The last contact Philips had with her twin sons in any way, shape, or form was three years ago.

“I’m longing to see my children,” Philips, 44, said in an interview to The Times of Trenton. “I really hope I will be reunited with them soon.”

Read the earlier story done by The American Bazaar:

Mother in New Jersey, father, twin boys in India: US, India could be headed for another diplomatic tussle

Congressman Chris Smith took the fight directly to Secretary of State John Kerry, who has been sharply questioned regarding childhood abduction cases in India by lawmakers on Capitol Hill this week.

“Did you raise child abduction with an emphasis on specific cases, like Bindu Philips, when you met with Modi in early January? What was Mr.
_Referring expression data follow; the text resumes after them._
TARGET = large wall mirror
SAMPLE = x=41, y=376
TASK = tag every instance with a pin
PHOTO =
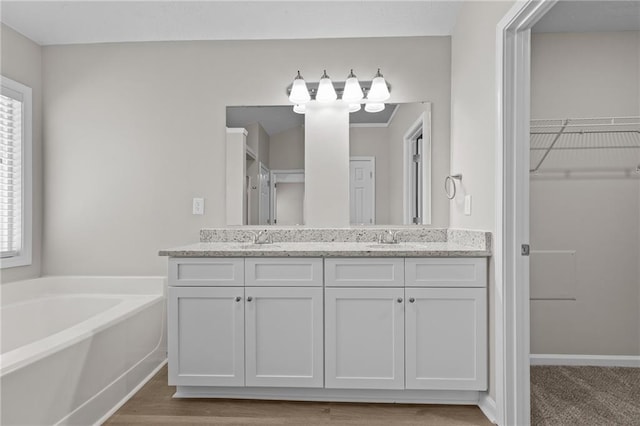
x=389, y=165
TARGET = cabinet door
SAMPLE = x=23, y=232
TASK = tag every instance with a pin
x=284, y=330
x=446, y=338
x=206, y=336
x=364, y=338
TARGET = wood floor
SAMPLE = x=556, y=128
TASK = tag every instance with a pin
x=153, y=405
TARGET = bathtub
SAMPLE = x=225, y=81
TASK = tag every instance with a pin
x=73, y=349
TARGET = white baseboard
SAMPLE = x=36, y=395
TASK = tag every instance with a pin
x=488, y=407
x=339, y=395
x=590, y=360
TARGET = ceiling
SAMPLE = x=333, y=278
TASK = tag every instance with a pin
x=277, y=119
x=76, y=22
x=590, y=16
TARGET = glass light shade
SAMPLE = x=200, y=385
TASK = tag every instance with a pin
x=299, y=92
x=354, y=107
x=379, y=91
x=352, y=90
x=374, y=107
x=326, y=92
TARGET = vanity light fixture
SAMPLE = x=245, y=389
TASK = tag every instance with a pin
x=372, y=93
x=379, y=91
x=326, y=92
x=352, y=90
x=299, y=92
x=374, y=106
x=354, y=107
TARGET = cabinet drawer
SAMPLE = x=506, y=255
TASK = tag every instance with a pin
x=364, y=272
x=283, y=272
x=438, y=272
x=206, y=272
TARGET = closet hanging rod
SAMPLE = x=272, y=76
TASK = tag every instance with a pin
x=612, y=120
x=579, y=132
x=544, y=156
x=588, y=147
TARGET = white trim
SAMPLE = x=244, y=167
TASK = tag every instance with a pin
x=512, y=215
x=25, y=256
x=591, y=360
x=130, y=395
x=421, y=125
x=249, y=152
x=365, y=125
x=338, y=395
x=237, y=130
x=371, y=159
x=488, y=407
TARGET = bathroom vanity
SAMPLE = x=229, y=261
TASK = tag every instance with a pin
x=326, y=320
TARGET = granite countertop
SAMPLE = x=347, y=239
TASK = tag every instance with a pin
x=328, y=249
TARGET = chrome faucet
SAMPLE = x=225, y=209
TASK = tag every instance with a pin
x=262, y=237
x=388, y=237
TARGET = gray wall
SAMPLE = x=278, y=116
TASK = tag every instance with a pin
x=286, y=149
x=473, y=126
x=135, y=130
x=587, y=75
x=22, y=61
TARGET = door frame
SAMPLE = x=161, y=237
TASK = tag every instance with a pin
x=512, y=322
x=263, y=169
x=422, y=125
x=287, y=176
x=372, y=160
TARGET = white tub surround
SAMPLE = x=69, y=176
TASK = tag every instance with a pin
x=341, y=318
x=75, y=347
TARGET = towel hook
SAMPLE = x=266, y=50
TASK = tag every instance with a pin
x=450, y=185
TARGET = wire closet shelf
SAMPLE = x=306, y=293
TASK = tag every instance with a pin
x=610, y=144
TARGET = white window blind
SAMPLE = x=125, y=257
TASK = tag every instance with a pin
x=12, y=188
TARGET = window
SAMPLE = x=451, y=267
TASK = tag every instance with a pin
x=15, y=173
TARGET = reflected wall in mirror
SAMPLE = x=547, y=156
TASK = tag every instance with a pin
x=389, y=165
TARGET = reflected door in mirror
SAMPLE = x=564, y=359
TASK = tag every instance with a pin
x=362, y=190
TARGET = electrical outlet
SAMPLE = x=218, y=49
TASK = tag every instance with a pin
x=198, y=206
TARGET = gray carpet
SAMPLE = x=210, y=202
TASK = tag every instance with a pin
x=590, y=396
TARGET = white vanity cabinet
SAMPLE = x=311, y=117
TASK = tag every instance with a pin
x=206, y=336
x=364, y=338
x=267, y=334
x=283, y=327
x=446, y=323
x=332, y=328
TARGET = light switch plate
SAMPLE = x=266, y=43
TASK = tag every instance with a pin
x=198, y=206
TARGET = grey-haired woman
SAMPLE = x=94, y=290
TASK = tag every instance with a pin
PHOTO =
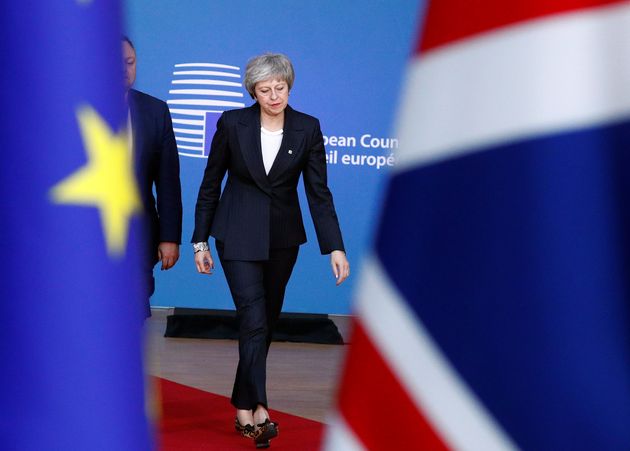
x=257, y=221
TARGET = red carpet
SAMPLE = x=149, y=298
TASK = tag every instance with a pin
x=196, y=420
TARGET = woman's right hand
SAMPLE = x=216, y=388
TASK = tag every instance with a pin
x=204, y=263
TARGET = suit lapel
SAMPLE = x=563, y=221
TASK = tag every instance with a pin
x=136, y=125
x=249, y=141
x=292, y=139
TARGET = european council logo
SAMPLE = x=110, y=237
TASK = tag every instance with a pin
x=199, y=96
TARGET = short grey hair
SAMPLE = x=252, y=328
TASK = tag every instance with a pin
x=268, y=66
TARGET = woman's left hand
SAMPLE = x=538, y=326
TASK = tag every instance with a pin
x=340, y=266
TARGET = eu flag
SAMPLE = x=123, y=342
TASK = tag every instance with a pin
x=71, y=325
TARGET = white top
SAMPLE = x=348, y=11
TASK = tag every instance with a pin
x=270, y=143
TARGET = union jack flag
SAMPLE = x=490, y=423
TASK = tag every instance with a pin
x=494, y=312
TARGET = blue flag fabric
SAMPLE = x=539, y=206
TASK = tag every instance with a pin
x=71, y=327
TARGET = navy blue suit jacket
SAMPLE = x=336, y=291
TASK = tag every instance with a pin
x=157, y=163
x=257, y=212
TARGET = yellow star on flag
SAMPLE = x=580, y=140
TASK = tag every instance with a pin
x=107, y=181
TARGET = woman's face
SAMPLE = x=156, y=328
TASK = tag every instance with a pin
x=272, y=95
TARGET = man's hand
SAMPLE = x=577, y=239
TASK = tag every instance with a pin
x=168, y=253
x=340, y=266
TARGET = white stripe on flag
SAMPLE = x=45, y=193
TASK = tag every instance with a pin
x=540, y=77
x=437, y=390
x=339, y=437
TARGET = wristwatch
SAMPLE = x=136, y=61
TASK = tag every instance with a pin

Modi’s response,” Republican Congressman Chris Smith of New Jersey pointedly inquired.

“Bindu won full custody of the children in our American courts,” Smith stated, noting that Indian authorities have simply chosen to ignore that fact. “She testified before my subcommittee two years ago, and this past Monday I met with her again and she pleaded that you, Mr. Secretary, help her get her kids back.”

Kerry failed to comment directly on the Philips case when responding: “We have a caseload of about a thousand international parental abduction cases, and we are trying to expand the Hague abduction convention to efforts throughout the world.”

“We have approximately 75 professionals who are full-time, assisting parents with respect to this horrendous plight that they face,” he added.

International child abductions re-emerged in the public consciousness a few months ago when President Barack Obama signed the Sean and David Goldman International Child Abduction Prevention and Return Act. The legislation authorizes the State Department to take a series of acute measures against India or any other country that does not facilitate the expeditious return of an American child held there.

A few years ago Rep. Smith described India as “a source of immense frustration and grief for American parents.” He also stated individuals who tried to utilize India’s judicial system for the return of abducted children reported “corruption and incessant delays.”